Tonight, I want to focus on the emergency relief package that is progressing toward final agreement in Washington, DC. While not a done deal until final passage by the House and Senate with the President’s signature, the basic agreement reached is essential to shoring up companies throughout our supply chain that have been hit the hardest by the shutdown of the out-of-home foodservice channel. That includes growers, shippers and distributors alike.
United Fresh has pushed Congress and USDA to support an emergency market stabilization and recovery program. We are pleased to report the following elements of the agreed-upon legislation that will be of help to different industry members in many different ways:
- Emergency COVID-19 Funding -- $9.5 billion under emergency declaration to support agriculture industries impacted by COVID-19, including fruit and vegetable producers, livestock producers, and producers focused on local food systems.
- Commodity Credit Corporation (CCC) -- $14 billion to replenish the CCC borrowing authority. Along with current CCC funding, which is at $8.5 billion, this would allow USDA to utilize up to $22.5 billion in CCC related activities, such as Market Facilitation Payments and directing funds to Section 32 for produce purchases.
- Child Nutrition Programs –$8.8 billion of broad authority to USDA to support programs like school meals, Child and Adult Care Feeding Program (CACFP), summer meals, and WIC, including increasing enrollment, food purchases and pilot projects.
- Supplemental Nutrition Assistance Program (SNAP) -- $15.5 billion to cover increase in participation due to unemployment.
- The Emergency Food Assistance Program (TEFAP) – $450 million for the distribution of emergency food assistance through community partners, including food banks. Of this amount, $250 million is to purchase commodities, and $150 million is for costs associated with storing and distributing those commodities.

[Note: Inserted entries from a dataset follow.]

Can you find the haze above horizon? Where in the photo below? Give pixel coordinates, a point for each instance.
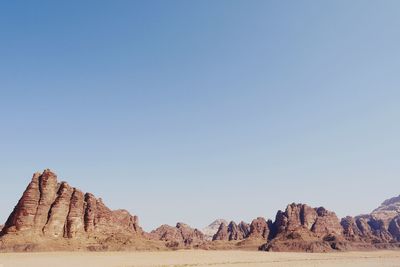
(196, 110)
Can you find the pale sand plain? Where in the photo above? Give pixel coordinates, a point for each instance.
(200, 258)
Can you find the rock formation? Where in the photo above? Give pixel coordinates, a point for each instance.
(180, 236)
(232, 231)
(302, 228)
(212, 229)
(49, 210)
(52, 215)
(379, 227)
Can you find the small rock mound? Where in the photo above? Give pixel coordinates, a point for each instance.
(56, 212)
(180, 236)
(212, 229)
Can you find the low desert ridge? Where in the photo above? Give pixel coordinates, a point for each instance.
(200, 258)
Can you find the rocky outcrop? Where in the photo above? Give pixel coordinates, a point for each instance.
(379, 227)
(179, 236)
(259, 229)
(232, 231)
(52, 210)
(302, 228)
(212, 229)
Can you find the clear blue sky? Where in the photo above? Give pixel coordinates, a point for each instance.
(194, 110)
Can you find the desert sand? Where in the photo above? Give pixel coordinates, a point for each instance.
(199, 258)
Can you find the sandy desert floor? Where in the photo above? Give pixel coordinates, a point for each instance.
(200, 258)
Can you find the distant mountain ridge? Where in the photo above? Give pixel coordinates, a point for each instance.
(52, 215)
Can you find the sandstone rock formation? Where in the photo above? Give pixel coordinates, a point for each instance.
(212, 229)
(52, 215)
(232, 231)
(379, 227)
(302, 228)
(180, 236)
(49, 210)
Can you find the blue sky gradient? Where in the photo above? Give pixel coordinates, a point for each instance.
(195, 110)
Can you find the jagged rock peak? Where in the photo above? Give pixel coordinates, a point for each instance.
(182, 235)
(48, 208)
(212, 228)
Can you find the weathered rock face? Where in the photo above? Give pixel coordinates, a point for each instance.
(259, 228)
(232, 231)
(296, 217)
(48, 209)
(302, 228)
(381, 226)
(181, 235)
(212, 229)
(394, 228)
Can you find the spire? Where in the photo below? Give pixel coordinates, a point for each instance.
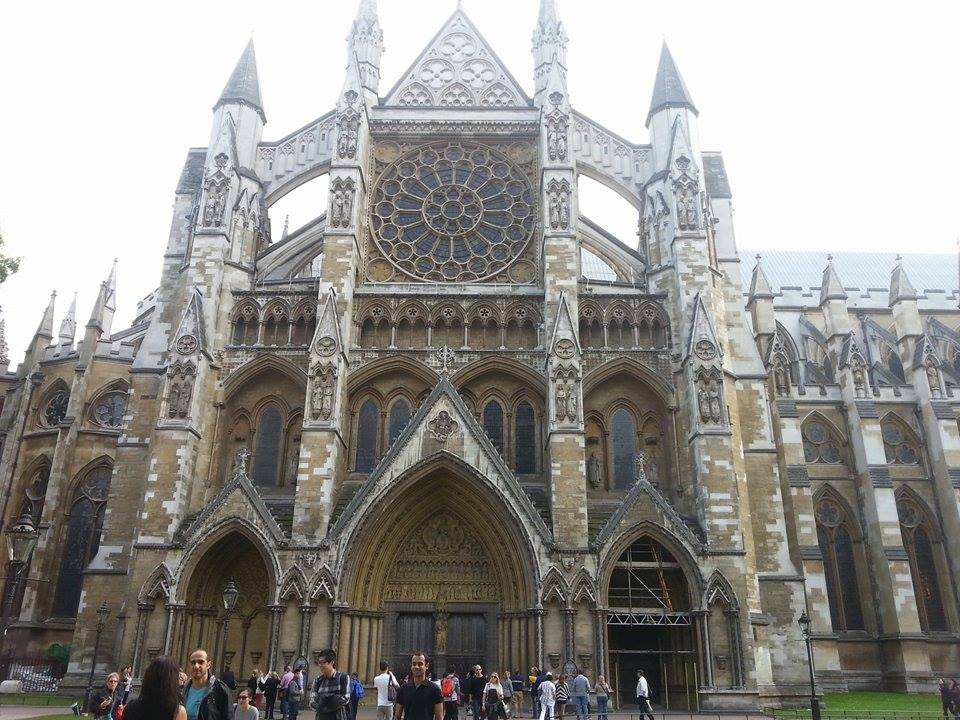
(830, 287)
(669, 90)
(243, 87)
(45, 328)
(549, 45)
(759, 283)
(68, 327)
(900, 286)
(365, 44)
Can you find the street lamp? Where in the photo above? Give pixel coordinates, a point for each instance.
(229, 596)
(21, 540)
(804, 622)
(102, 612)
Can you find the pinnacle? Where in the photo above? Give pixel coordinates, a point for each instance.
(669, 89)
(243, 87)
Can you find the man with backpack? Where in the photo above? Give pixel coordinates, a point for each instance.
(450, 690)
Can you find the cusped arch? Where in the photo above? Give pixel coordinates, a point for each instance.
(259, 365)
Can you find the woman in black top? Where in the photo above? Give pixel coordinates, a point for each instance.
(160, 694)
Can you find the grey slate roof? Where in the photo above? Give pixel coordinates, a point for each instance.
(244, 84)
(857, 270)
(669, 89)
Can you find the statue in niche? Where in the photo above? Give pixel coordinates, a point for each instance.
(593, 470)
(933, 379)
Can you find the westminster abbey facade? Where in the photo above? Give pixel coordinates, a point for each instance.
(453, 414)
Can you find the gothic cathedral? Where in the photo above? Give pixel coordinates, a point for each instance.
(453, 414)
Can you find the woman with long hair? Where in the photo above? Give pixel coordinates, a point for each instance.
(159, 697)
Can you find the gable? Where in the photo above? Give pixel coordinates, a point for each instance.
(457, 69)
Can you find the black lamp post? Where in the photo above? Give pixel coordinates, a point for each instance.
(804, 622)
(102, 612)
(229, 596)
(21, 540)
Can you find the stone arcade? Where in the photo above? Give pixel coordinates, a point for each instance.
(453, 414)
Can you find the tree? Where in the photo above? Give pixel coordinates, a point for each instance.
(8, 265)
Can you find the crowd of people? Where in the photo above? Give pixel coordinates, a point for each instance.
(169, 693)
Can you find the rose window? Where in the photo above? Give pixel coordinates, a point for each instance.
(453, 212)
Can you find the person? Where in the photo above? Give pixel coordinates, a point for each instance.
(603, 691)
(243, 709)
(228, 678)
(507, 686)
(160, 693)
(516, 685)
(356, 694)
(204, 696)
(284, 681)
(450, 692)
(294, 693)
(419, 699)
(547, 696)
(387, 686)
(945, 700)
(102, 702)
(580, 692)
(643, 696)
(331, 689)
(563, 696)
(493, 698)
(475, 684)
(271, 685)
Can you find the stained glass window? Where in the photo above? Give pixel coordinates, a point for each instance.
(82, 539)
(268, 447)
(399, 417)
(368, 430)
(493, 424)
(624, 437)
(525, 439)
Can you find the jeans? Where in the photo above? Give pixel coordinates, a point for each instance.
(582, 709)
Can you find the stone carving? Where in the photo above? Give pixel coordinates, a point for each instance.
(442, 426)
(186, 344)
(180, 380)
(348, 128)
(341, 202)
(558, 200)
(557, 135)
(215, 203)
(321, 398)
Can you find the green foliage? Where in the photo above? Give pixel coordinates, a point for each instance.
(8, 265)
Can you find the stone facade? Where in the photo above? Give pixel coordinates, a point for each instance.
(452, 414)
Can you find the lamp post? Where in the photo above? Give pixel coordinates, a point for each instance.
(21, 540)
(804, 622)
(229, 596)
(102, 612)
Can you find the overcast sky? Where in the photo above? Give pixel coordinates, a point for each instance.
(838, 121)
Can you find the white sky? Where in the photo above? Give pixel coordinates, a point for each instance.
(837, 120)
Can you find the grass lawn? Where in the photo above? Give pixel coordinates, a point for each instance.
(889, 702)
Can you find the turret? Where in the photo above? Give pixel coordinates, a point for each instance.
(365, 46)
(549, 44)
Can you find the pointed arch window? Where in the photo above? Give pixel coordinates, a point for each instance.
(82, 539)
(921, 554)
(493, 424)
(624, 438)
(368, 432)
(399, 418)
(266, 461)
(525, 439)
(839, 566)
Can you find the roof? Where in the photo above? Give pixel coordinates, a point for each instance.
(857, 270)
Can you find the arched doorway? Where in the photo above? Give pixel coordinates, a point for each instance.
(650, 624)
(246, 645)
(439, 565)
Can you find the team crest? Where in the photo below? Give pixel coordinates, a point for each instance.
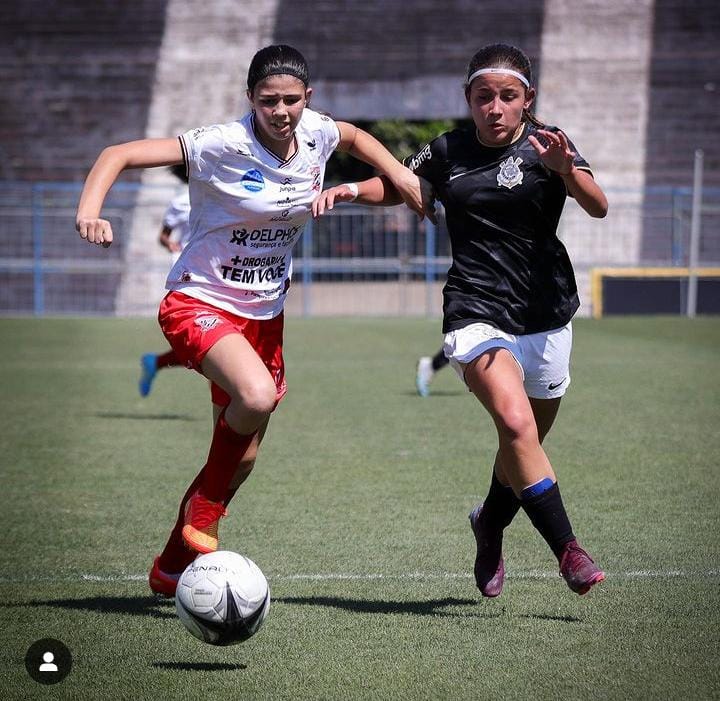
(206, 323)
(510, 174)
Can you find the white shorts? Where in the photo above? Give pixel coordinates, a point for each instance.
(544, 358)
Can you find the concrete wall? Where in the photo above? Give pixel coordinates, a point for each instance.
(634, 82)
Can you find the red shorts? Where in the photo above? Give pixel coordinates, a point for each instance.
(192, 327)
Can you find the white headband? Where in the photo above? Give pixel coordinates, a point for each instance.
(502, 71)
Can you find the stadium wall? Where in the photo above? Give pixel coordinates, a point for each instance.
(633, 82)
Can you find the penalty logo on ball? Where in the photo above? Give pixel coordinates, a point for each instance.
(222, 598)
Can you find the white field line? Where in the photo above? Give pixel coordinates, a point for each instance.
(370, 576)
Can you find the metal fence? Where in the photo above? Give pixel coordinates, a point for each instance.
(356, 260)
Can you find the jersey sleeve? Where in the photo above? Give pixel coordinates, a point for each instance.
(429, 161)
(202, 149)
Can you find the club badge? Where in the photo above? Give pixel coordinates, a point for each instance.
(510, 174)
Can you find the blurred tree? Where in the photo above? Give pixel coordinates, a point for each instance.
(400, 137)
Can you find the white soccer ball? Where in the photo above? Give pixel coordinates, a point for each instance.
(222, 598)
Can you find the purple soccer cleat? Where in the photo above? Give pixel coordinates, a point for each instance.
(578, 569)
(489, 566)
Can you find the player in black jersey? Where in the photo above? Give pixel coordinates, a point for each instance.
(510, 293)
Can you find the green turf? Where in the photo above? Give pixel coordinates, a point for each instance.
(367, 486)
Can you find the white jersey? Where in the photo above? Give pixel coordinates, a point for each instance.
(177, 217)
(248, 208)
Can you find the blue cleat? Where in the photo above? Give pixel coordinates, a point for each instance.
(148, 364)
(423, 376)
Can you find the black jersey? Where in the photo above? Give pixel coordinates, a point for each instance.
(502, 207)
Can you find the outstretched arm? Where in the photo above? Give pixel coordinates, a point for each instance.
(367, 148)
(378, 191)
(146, 153)
(580, 184)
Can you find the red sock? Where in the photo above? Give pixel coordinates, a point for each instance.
(226, 450)
(213, 482)
(167, 360)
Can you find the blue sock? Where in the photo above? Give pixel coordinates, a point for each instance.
(535, 489)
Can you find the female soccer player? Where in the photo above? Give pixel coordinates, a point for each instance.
(510, 293)
(174, 235)
(252, 183)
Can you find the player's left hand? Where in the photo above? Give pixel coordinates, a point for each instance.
(327, 198)
(556, 155)
(408, 186)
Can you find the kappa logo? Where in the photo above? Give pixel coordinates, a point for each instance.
(253, 180)
(425, 154)
(510, 174)
(207, 322)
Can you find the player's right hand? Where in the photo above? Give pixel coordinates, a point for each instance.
(97, 231)
(327, 198)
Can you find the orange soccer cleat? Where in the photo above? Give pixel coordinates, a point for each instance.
(201, 522)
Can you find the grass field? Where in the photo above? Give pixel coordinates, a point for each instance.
(357, 513)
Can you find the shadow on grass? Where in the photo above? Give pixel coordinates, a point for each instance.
(433, 607)
(547, 617)
(199, 666)
(128, 605)
(144, 417)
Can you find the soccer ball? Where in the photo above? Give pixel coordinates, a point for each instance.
(222, 598)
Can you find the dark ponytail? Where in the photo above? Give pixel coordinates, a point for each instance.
(503, 56)
(279, 59)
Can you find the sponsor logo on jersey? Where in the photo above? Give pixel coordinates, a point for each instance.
(253, 180)
(510, 174)
(286, 185)
(315, 172)
(283, 216)
(266, 237)
(207, 322)
(425, 154)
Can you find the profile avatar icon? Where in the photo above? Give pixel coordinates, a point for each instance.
(48, 661)
(48, 664)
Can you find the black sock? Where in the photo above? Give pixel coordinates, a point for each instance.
(547, 513)
(500, 505)
(439, 360)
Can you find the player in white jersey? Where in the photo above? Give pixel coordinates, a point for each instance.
(174, 236)
(252, 183)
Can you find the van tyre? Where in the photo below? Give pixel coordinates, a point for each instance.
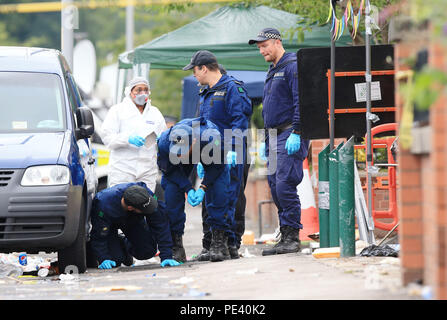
(75, 254)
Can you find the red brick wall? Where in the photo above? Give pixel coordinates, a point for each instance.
(409, 178)
(435, 242)
(422, 196)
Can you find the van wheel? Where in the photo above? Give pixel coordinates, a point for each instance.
(75, 254)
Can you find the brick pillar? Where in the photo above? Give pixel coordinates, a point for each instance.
(435, 236)
(409, 189)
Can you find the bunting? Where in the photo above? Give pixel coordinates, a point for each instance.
(339, 25)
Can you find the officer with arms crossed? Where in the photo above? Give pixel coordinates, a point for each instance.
(281, 113)
(224, 101)
(131, 208)
(129, 131)
(177, 148)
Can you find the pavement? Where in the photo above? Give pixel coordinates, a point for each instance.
(297, 276)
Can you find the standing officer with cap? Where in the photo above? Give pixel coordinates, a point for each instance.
(176, 148)
(132, 208)
(129, 131)
(281, 112)
(224, 101)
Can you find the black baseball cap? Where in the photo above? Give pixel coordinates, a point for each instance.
(181, 139)
(266, 34)
(139, 198)
(200, 58)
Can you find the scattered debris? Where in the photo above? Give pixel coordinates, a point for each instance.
(333, 252)
(114, 288)
(182, 280)
(306, 251)
(67, 278)
(152, 260)
(379, 251)
(267, 238)
(247, 254)
(248, 238)
(315, 236)
(248, 271)
(195, 293)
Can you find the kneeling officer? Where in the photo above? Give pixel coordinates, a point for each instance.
(132, 208)
(176, 147)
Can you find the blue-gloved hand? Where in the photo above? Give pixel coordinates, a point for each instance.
(107, 264)
(231, 158)
(136, 140)
(293, 143)
(200, 194)
(169, 263)
(200, 170)
(192, 197)
(262, 152)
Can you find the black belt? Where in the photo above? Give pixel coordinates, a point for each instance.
(280, 128)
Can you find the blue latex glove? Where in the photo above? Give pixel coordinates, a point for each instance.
(200, 194)
(107, 264)
(200, 170)
(136, 140)
(293, 143)
(231, 158)
(262, 152)
(192, 197)
(169, 263)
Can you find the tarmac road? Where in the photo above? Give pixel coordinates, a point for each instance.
(285, 277)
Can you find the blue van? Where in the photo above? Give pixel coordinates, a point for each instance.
(47, 175)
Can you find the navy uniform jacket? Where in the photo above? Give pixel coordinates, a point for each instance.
(179, 173)
(280, 104)
(108, 215)
(228, 106)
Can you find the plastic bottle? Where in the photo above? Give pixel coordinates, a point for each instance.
(10, 270)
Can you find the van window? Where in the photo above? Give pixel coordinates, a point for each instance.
(31, 102)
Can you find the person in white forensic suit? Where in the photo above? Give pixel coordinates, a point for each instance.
(130, 130)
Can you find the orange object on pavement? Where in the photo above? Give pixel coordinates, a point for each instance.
(384, 183)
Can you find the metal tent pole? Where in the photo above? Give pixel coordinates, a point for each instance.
(332, 96)
(368, 102)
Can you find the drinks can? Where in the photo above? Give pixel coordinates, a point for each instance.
(43, 272)
(23, 259)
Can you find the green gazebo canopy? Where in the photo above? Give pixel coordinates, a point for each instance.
(225, 32)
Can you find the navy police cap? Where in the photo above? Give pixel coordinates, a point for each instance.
(200, 58)
(266, 34)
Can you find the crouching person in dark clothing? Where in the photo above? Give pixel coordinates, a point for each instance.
(131, 208)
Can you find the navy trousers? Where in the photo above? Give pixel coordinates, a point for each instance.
(285, 173)
(138, 241)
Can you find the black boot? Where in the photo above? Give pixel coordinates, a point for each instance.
(219, 247)
(204, 255)
(128, 259)
(234, 252)
(178, 252)
(288, 243)
(291, 243)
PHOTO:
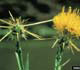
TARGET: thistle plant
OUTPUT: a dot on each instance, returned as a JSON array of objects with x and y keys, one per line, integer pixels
[
  {"x": 67, "y": 25},
  {"x": 17, "y": 28}
]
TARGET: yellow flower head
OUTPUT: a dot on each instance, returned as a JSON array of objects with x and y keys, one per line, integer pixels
[{"x": 69, "y": 20}]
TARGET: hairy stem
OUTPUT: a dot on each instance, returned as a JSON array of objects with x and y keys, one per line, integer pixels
[{"x": 18, "y": 54}]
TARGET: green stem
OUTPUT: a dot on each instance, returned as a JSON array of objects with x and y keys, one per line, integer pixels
[
  {"x": 27, "y": 62},
  {"x": 18, "y": 54},
  {"x": 58, "y": 58}
]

- Small Business Paycheck Protection Program -- $350 billion for new SBA Loan Program for businesses with no more than 500 employees. If business has more than one location, allows for each location to have no more than 500 employees. Loans can be used for the following: payroll and benefits; mortgage interest payments (excluding principal and excluding pre-payments); rent; utilities; and interest payment on other debts.
- Small Business Administration Economic Injury Disaster Loan Program (EIDL) -- $562 million in additional funding for EIDL available to businesses with no more than 500 employees, including emergency grants up to $10,000 to cover emergency expenses directly related to COVID-19, such as paid sick leave for employees directly affected by COVID-19, payroll to retain employees during business disruptions or substantial slowdowns, meeting increased costs to supply the supply chain, and paying obligations that cannot be met due to lost revenue.
Together, these programs can go a long way to helping our country – and our industry – survive to continue our every-day job of feeding America.